Eppure vale comunque la pena aspettare. È per lei che lui non si sposa, pur conducendo una vita sentimentale assai dubbia, tanto da essere considerato da molti omosessuale, ed è per lei che esce dalla sua inettitudine per tentare la scalata sociale all’interno della Compagnia Fluviale dei Caraibi, in modo da essere più degno del suo amore. Fermina, invece, figura inizialmente quasi ribelle, finisce per cedere alle esortazioni e ai divieti del padre, sposando lo scapolo più ambito della città. L’amore tra lei è il marito, se così possiamo chiamarlo, è diametralmente opposto a quello spiazzante, irrazionale e puro di Florentino: si tratta infatti di un sentimento quasi “costruito” basato per lo più sull’ammirazione e il rispetto che due coniugi possono provare l’uno verso l’altro dopo aver trascorso una vita insieme; si legge: «Né lui né lei potevano dire se questa servitù reciproca si fondasse sull’amore o sulla comodità, ma non se l’erano mai domandato con la mano sul cuore, perché entrambi preferivano da sempre ignorare la risposta». È una delle parti più riuscite dell’opera in cui la descrizione del placarsi della fiamma d’amore a scapito delle abitudini e dello stare “bene” è incredibilmente realistica. «Passavano il tempo in silenzio come due vecchi sposi scottati dalla vita, oltre le trappole della passione, oltre gli scherzi brutali delle illusioni e i miraggi delle disillusioni: oltre l’amore». In mezzo al colera, al fango, agli effluvi delle fogne a cielo aperto, agli afrori delle decomposizioni organiche cittadine, alle stitichezze e alle malsane abitudini dei personaggi sempre al limite, Márquez è riuscito a tratteggiare e descrivere, in maniera divina, l’amore nelle sue forme più vere: da quello più passionale a quello più romantico, da quello cinico a quello materno di Trànsito Ariza, madre del protagonista, passando infine per quello effimero e furtivo delle amanti di Florentino.

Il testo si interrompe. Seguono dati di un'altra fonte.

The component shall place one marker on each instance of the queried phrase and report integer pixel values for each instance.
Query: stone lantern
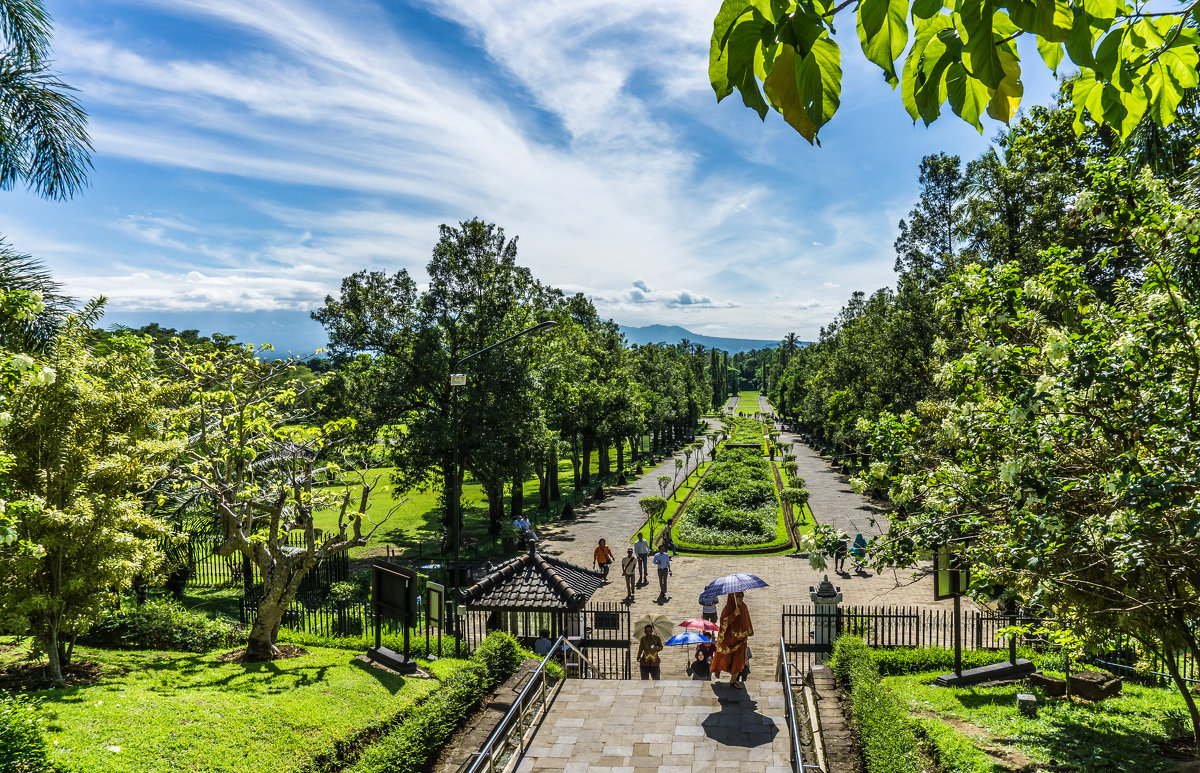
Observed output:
(826, 599)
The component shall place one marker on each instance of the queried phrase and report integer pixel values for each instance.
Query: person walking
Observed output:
(642, 550)
(648, 649)
(601, 557)
(628, 568)
(731, 640)
(663, 562)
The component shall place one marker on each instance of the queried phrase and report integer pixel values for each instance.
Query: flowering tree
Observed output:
(84, 435)
(1067, 456)
(256, 454)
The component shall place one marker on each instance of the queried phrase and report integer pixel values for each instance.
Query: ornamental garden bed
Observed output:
(735, 508)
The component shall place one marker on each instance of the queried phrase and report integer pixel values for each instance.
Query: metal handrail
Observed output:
(486, 757)
(784, 673)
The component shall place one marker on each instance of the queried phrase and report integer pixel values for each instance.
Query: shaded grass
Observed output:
(165, 711)
(1117, 735)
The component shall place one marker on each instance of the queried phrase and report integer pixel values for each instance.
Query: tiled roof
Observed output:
(533, 581)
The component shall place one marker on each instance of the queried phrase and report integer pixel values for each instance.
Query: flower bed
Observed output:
(736, 505)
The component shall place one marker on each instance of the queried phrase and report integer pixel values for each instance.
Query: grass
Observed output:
(419, 519)
(165, 711)
(1117, 735)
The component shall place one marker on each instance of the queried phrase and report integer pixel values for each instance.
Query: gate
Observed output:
(601, 631)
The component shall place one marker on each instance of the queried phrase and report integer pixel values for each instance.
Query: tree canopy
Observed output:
(785, 55)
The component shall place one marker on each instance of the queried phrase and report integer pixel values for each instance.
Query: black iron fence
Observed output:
(601, 631)
(202, 567)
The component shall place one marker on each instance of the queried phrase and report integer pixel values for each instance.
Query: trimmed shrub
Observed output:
(887, 735)
(22, 742)
(161, 624)
(904, 660)
(413, 744)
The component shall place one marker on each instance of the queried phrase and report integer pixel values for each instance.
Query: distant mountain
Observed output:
(288, 331)
(294, 331)
(673, 334)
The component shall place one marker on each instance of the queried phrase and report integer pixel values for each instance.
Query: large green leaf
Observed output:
(781, 90)
(967, 96)
(744, 45)
(819, 81)
(883, 33)
(718, 63)
(1049, 19)
(1050, 53)
(925, 33)
(1006, 99)
(979, 54)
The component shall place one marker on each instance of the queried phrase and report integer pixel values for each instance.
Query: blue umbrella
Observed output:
(732, 583)
(687, 637)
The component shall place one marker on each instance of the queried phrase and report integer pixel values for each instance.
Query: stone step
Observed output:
(670, 725)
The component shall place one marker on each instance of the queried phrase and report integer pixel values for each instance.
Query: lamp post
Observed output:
(460, 379)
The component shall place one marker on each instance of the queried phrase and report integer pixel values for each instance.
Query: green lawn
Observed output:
(420, 517)
(165, 711)
(1117, 735)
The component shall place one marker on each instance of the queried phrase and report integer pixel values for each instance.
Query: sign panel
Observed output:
(435, 606)
(951, 574)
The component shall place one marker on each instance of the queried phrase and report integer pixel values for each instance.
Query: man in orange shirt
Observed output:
(603, 557)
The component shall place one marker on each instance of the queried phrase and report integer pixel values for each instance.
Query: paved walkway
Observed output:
(669, 726)
(789, 576)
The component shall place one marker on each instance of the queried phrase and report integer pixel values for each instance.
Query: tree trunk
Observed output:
(552, 463)
(516, 502)
(539, 468)
(586, 478)
(575, 460)
(495, 493)
(1173, 667)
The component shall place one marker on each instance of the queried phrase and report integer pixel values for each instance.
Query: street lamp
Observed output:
(460, 379)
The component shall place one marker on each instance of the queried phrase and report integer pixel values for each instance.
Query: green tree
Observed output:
(1133, 63)
(84, 435)
(255, 454)
(1065, 453)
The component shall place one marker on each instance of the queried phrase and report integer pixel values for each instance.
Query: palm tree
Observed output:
(43, 139)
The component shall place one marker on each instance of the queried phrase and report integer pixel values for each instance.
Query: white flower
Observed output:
(21, 363)
(1009, 469)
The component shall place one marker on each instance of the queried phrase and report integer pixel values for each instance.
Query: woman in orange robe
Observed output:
(731, 640)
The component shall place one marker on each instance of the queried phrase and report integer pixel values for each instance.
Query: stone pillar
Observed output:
(826, 599)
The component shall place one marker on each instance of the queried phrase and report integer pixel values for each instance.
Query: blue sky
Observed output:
(249, 155)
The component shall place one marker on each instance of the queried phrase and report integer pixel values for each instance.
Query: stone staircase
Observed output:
(669, 726)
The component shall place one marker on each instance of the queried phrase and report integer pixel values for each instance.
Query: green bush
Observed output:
(413, 744)
(887, 736)
(904, 660)
(22, 742)
(161, 624)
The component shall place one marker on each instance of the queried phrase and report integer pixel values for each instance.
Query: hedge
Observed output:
(161, 624)
(887, 736)
(415, 743)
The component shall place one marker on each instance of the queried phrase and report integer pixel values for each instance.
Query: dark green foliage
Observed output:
(411, 747)
(160, 625)
(22, 742)
(887, 735)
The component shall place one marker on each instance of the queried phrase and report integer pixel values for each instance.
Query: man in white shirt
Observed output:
(642, 550)
(663, 561)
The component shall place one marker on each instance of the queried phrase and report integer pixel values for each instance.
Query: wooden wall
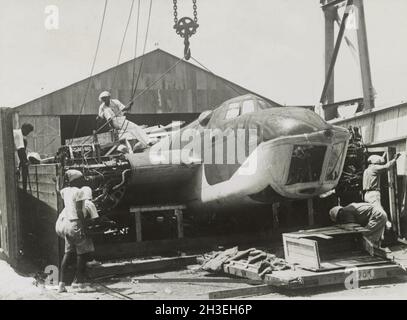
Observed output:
(185, 89)
(40, 207)
(10, 232)
(46, 137)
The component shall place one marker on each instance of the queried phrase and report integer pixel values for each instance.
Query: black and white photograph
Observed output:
(219, 151)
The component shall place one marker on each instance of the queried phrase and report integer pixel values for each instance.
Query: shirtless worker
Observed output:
(112, 110)
(371, 177)
(73, 229)
(369, 216)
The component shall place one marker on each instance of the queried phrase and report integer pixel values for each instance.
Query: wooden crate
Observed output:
(329, 248)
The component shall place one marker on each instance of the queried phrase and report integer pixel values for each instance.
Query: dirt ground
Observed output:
(22, 285)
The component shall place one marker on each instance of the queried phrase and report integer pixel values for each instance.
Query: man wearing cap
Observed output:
(371, 177)
(112, 110)
(20, 142)
(369, 216)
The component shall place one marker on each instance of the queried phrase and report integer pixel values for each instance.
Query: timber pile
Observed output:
(258, 263)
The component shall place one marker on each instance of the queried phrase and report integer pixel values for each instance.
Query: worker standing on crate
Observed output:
(20, 142)
(112, 110)
(371, 177)
(71, 226)
(372, 217)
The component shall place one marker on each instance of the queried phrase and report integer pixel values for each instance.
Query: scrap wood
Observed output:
(241, 292)
(216, 262)
(259, 261)
(194, 280)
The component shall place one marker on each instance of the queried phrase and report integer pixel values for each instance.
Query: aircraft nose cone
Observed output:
(279, 125)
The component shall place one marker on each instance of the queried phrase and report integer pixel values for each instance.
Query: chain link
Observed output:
(175, 12)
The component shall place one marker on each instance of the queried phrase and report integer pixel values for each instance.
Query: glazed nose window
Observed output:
(306, 164)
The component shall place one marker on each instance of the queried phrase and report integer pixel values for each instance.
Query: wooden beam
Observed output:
(11, 236)
(157, 247)
(332, 61)
(137, 220)
(128, 267)
(393, 199)
(180, 223)
(150, 208)
(310, 207)
(242, 292)
(329, 4)
(275, 206)
(196, 280)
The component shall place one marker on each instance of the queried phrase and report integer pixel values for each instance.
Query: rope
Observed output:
(122, 44)
(92, 68)
(144, 51)
(141, 63)
(139, 95)
(135, 46)
(230, 86)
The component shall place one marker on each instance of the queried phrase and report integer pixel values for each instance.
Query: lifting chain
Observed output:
(186, 27)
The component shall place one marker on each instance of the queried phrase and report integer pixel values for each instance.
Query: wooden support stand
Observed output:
(176, 209)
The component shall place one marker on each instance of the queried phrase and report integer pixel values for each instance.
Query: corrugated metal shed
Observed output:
(185, 89)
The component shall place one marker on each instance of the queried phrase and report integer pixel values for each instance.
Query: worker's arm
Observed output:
(384, 167)
(22, 156)
(100, 113)
(79, 212)
(121, 106)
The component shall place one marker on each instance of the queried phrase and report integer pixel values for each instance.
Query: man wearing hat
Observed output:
(371, 177)
(369, 216)
(112, 110)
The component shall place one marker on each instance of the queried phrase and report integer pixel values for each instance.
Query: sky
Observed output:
(272, 47)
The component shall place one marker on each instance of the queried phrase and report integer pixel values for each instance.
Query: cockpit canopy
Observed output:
(239, 106)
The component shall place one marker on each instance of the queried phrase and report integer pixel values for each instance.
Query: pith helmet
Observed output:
(375, 159)
(104, 94)
(333, 213)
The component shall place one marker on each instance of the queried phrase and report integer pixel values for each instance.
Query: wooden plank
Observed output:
(155, 247)
(296, 279)
(137, 220)
(302, 251)
(196, 280)
(153, 265)
(11, 240)
(180, 223)
(242, 292)
(150, 208)
(242, 270)
(393, 200)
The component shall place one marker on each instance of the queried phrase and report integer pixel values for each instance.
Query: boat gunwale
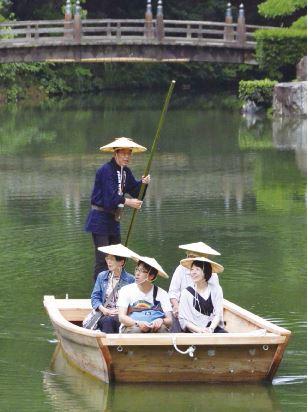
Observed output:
(277, 335)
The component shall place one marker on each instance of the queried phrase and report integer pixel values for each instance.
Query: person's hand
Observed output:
(134, 203)
(146, 179)
(156, 324)
(108, 312)
(204, 330)
(144, 326)
(175, 310)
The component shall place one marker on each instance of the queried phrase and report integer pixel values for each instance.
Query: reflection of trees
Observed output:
(291, 133)
(18, 138)
(70, 389)
(255, 134)
(81, 126)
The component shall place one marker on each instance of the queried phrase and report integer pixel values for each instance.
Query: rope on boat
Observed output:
(190, 351)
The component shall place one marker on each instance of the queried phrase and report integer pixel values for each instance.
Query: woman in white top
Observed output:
(201, 305)
(181, 278)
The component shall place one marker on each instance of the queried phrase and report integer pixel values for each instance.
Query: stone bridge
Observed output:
(116, 40)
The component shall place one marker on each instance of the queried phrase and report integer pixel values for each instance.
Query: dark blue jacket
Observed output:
(105, 195)
(100, 287)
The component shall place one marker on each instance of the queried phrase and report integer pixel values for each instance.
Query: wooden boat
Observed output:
(250, 352)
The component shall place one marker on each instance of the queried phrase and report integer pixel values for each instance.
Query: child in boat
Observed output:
(144, 307)
(108, 283)
(112, 181)
(201, 305)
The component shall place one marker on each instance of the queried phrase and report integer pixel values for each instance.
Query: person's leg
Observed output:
(219, 329)
(175, 327)
(100, 262)
(131, 329)
(163, 329)
(109, 324)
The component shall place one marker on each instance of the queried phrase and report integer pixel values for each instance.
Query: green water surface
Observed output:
(239, 184)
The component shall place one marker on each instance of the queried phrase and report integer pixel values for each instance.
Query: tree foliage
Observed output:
(280, 49)
(275, 8)
(258, 91)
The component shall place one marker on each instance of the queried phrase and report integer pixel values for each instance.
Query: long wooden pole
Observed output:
(153, 150)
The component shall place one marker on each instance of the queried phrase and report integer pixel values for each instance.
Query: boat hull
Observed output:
(232, 357)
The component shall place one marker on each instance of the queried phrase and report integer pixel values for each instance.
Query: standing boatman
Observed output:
(112, 181)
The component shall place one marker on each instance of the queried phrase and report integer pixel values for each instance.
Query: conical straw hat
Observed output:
(122, 143)
(153, 263)
(199, 248)
(216, 267)
(117, 250)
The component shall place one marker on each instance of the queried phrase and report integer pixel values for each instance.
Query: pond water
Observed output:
(239, 184)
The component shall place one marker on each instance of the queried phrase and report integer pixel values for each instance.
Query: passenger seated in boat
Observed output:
(181, 278)
(144, 307)
(108, 283)
(201, 305)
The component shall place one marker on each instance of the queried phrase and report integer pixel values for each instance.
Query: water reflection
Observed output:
(291, 134)
(70, 389)
(237, 185)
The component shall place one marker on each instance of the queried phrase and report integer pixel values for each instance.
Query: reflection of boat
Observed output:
(70, 389)
(251, 351)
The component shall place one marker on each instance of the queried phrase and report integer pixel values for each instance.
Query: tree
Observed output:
(278, 8)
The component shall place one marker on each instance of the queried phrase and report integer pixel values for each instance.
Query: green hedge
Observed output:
(278, 50)
(258, 91)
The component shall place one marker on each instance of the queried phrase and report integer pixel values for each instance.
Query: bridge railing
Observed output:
(120, 30)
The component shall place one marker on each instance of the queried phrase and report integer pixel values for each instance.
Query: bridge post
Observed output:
(67, 18)
(148, 21)
(241, 26)
(228, 30)
(160, 32)
(77, 23)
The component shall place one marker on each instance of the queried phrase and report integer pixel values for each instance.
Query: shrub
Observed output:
(258, 91)
(278, 50)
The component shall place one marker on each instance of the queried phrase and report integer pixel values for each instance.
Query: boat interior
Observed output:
(236, 319)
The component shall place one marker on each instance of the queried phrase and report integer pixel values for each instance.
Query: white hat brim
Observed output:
(216, 267)
(123, 143)
(153, 263)
(200, 248)
(117, 250)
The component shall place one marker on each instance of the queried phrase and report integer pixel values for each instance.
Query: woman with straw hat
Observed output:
(112, 181)
(181, 278)
(143, 307)
(108, 283)
(201, 305)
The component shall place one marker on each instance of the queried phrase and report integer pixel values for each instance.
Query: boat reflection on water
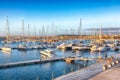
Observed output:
(6, 52)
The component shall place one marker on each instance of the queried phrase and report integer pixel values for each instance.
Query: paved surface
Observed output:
(88, 72)
(110, 74)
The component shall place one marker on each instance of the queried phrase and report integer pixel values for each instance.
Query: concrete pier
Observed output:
(23, 63)
(86, 73)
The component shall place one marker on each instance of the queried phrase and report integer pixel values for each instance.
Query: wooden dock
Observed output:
(23, 63)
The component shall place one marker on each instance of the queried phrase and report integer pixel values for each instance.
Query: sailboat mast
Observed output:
(23, 29)
(79, 29)
(100, 35)
(35, 32)
(8, 30)
(28, 30)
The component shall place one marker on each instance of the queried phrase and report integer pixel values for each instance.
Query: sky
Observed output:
(58, 16)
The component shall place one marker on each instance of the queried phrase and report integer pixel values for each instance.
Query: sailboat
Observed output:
(22, 46)
(6, 47)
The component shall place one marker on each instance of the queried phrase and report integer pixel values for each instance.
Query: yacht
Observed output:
(6, 49)
(94, 48)
(48, 53)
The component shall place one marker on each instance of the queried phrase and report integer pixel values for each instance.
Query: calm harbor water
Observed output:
(44, 71)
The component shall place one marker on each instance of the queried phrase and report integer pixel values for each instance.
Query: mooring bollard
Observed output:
(113, 63)
(104, 67)
(117, 62)
(52, 75)
(109, 65)
(64, 72)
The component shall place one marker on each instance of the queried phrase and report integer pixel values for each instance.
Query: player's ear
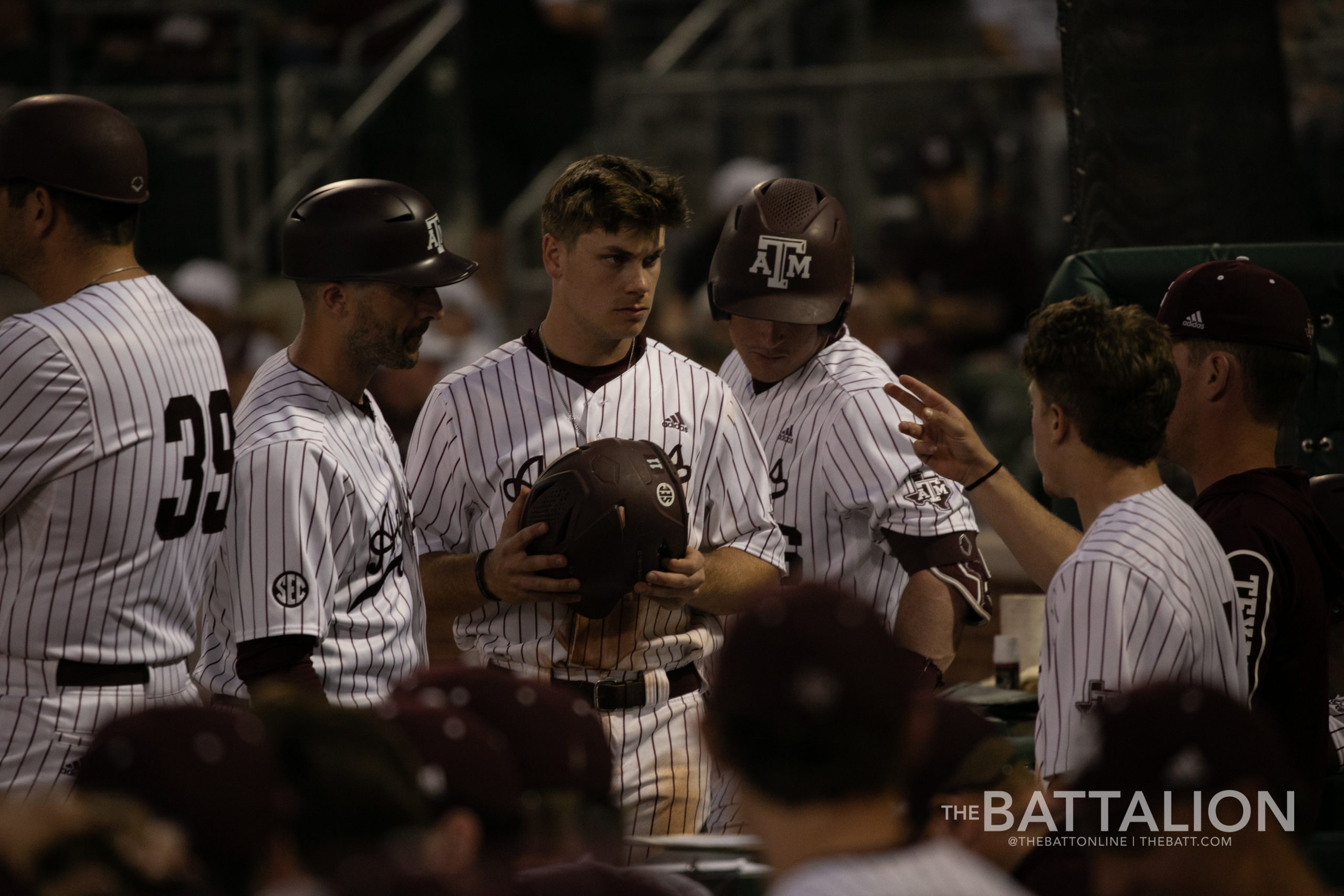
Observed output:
(335, 299)
(1217, 375)
(39, 213)
(553, 256)
(1059, 424)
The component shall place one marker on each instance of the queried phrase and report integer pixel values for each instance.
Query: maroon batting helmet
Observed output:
(76, 144)
(615, 508)
(369, 229)
(784, 256)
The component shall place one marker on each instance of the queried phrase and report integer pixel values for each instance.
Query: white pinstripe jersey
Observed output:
(494, 426)
(842, 472)
(114, 456)
(930, 868)
(319, 534)
(1147, 597)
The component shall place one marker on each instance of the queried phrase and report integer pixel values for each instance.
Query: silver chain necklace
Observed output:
(550, 374)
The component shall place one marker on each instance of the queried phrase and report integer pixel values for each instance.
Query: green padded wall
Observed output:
(1141, 277)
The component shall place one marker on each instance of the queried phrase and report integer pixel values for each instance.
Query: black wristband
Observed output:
(996, 468)
(480, 575)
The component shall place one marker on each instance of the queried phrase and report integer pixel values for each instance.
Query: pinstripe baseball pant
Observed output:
(46, 730)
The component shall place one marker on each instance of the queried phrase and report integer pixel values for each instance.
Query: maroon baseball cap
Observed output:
(464, 762)
(209, 770)
(554, 735)
(1235, 301)
(808, 656)
(1179, 738)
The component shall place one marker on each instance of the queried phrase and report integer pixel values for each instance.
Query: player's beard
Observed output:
(374, 344)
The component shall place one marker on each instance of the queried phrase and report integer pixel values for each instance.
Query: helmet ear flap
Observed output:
(716, 312)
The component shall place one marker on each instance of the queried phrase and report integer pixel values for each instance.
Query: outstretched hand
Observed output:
(944, 438)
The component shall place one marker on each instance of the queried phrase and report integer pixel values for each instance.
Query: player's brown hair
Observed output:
(1272, 378)
(615, 194)
(99, 219)
(1110, 368)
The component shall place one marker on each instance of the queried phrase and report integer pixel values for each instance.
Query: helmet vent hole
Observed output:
(790, 206)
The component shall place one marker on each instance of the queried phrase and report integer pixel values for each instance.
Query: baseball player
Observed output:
(855, 504)
(812, 708)
(316, 582)
(585, 374)
(116, 448)
(1242, 343)
(1146, 594)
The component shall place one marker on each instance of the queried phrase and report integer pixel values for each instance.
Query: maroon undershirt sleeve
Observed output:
(286, 659)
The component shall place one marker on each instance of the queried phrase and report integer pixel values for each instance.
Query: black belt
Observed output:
(71, 673)
(611, 695)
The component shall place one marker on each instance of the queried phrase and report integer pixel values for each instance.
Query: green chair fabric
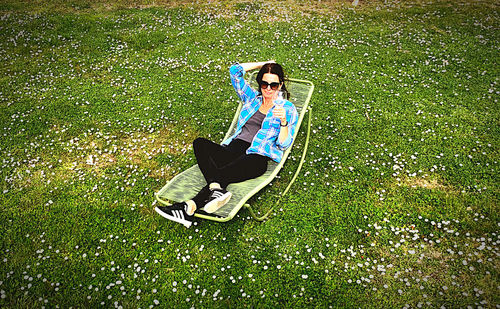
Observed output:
(186, 185)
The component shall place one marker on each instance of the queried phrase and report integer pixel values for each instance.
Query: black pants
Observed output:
(228, 164)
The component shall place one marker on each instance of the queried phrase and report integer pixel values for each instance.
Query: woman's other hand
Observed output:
(280, 113)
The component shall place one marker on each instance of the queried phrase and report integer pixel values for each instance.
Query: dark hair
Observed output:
(273, 68)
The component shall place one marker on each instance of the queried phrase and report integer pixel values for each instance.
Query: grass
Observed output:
(396, 205)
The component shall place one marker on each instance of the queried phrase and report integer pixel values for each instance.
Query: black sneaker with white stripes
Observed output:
(177, 213)
(217, 199)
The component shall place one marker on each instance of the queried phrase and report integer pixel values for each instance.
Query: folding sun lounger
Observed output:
(186, 184)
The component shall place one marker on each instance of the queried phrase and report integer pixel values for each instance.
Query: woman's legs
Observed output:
(211, 156)
(222, 165)
(244, 167)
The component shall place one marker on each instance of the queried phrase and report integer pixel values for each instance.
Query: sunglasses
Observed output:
(264, 85)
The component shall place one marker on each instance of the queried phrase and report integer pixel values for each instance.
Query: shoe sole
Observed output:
(186, 223)
(214, 205)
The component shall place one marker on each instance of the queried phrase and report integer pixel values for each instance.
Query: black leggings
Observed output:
(228, 164)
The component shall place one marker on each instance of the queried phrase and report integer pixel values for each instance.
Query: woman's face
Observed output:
(269, 78)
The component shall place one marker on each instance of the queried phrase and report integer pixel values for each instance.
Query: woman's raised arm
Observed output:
(254, 65)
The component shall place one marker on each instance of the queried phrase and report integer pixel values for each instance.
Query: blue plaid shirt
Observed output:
(266, 140)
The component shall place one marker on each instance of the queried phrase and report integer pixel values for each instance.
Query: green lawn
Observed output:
(396, 205)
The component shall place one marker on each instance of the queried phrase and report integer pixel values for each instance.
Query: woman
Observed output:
(264, 130)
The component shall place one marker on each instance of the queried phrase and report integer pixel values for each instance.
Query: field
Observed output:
(395, 206)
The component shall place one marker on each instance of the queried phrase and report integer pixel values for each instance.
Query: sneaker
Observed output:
(177, 213)
(217, 199)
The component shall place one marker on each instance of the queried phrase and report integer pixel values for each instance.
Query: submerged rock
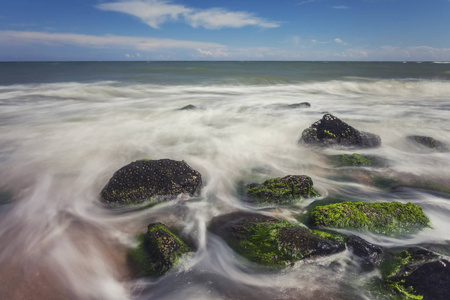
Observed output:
(420, 274)
(331, 131)
(281, 190)
(296, 105)
(158, 251)
(389, 218)
(154, 180)
(428, 142)
(369, 253)
(354, 160)
(189, 107)
(271, 241)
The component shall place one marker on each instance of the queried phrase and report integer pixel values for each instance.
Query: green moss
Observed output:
(398, 286)
(392, 218)
(329, 134)
(350, 160)
(282, 190)
(261, 244)
(158, 250)
(333, 236)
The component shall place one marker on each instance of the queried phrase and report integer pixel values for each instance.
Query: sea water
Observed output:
(66, 127)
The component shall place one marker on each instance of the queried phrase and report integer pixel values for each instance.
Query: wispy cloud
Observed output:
(339, 41)
(156, 12)
(305, 2)
(95, 41)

La vicenda è ambientata tra la fine dell’800 e l’inizio del ’900, in una cittadina del Caribe posta lungo il fiume Magdalena. Il romanzo è una ring composition, finisce infatti proprio nel punto in cui era iniziato, perché nulla per Florentino è mai cambiato, nemmeno il suo completo di velluto nero. Fino alla conclusione del libro quasi inconsapevolmente si fa il tifo per lui, per incoraggiarlo a resistere, a non demordere, perché prima o poi ce la farà. Dopotutto è un romanzo, e nei romanzi l’amore trionfa quasi sempre!